Oysters had thriven in the Thames Estuary since the Romans promoted them; they were sold in city streets and eaten raw.

1860–1864 had been a boom year for oyster farming, especially in nearby Whitstable, and the government supported the trade by passing the Herne Bay Fishery Act 1864 (27 & 28 Vict. c. cclxxx) to promote cultivation. The act, passed on on 25 July 1864, incorporated the Herne Bay, Hampton and Reculver Oyster Fishery Company with authorisation to raise £10,000 capital in £10 shares. Frank Buckland was the inaugural chairman, and Cholmondeley Pennell was deputy chairman. The company's proposals included five oyster smacks or yawls, a pier with storehouses, housing for workers and five freshwater breeding ponds.

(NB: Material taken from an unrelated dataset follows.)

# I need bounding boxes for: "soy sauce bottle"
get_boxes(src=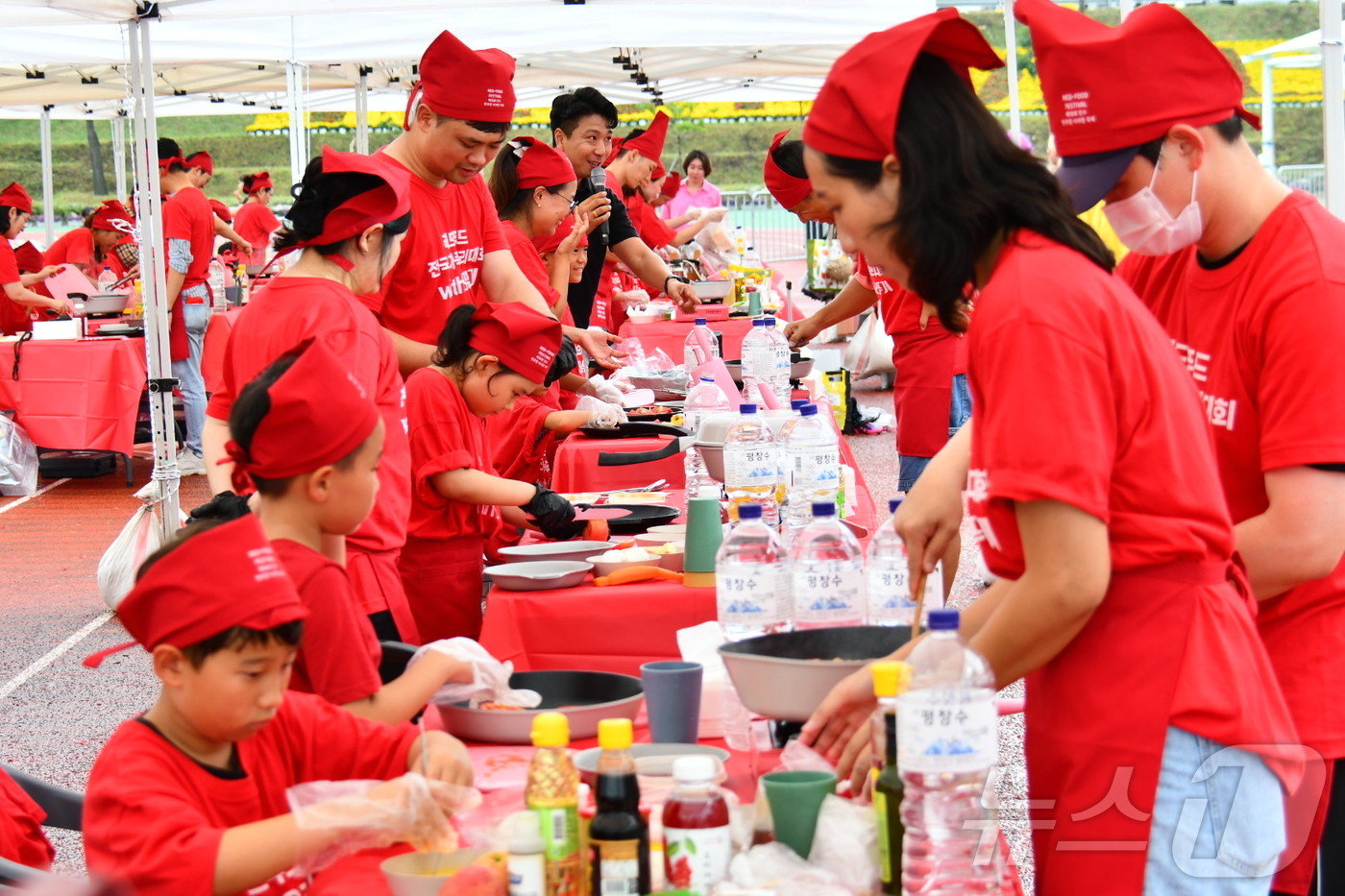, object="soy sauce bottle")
[589,718,649,896]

The act was passed in spite of objections from local business competition, allowed the new company to compulsorily acquire land at Hampton, and gave the company sole rights to dredge for oysters for 7 mi from Swalecliffe to Reculver and up to 3 mi – but mainly one and a half miles – from shore. The total area under its jurisdiction was nine square miles, of which a third was foreshore, and it employed thirty-three regular men; sometimes up to a hundred. In 1865 and 1866 their chairman Cholmondeley Pennell applied unsuccessfully for extensions to these rights. Before selling the oysters dredged from the estuary, the company obtained brood oysters from Essex, France, the Netherlands and Portugal. The smacks took the oysters twice a week on Tuesdays and Fridays to Billingsgate.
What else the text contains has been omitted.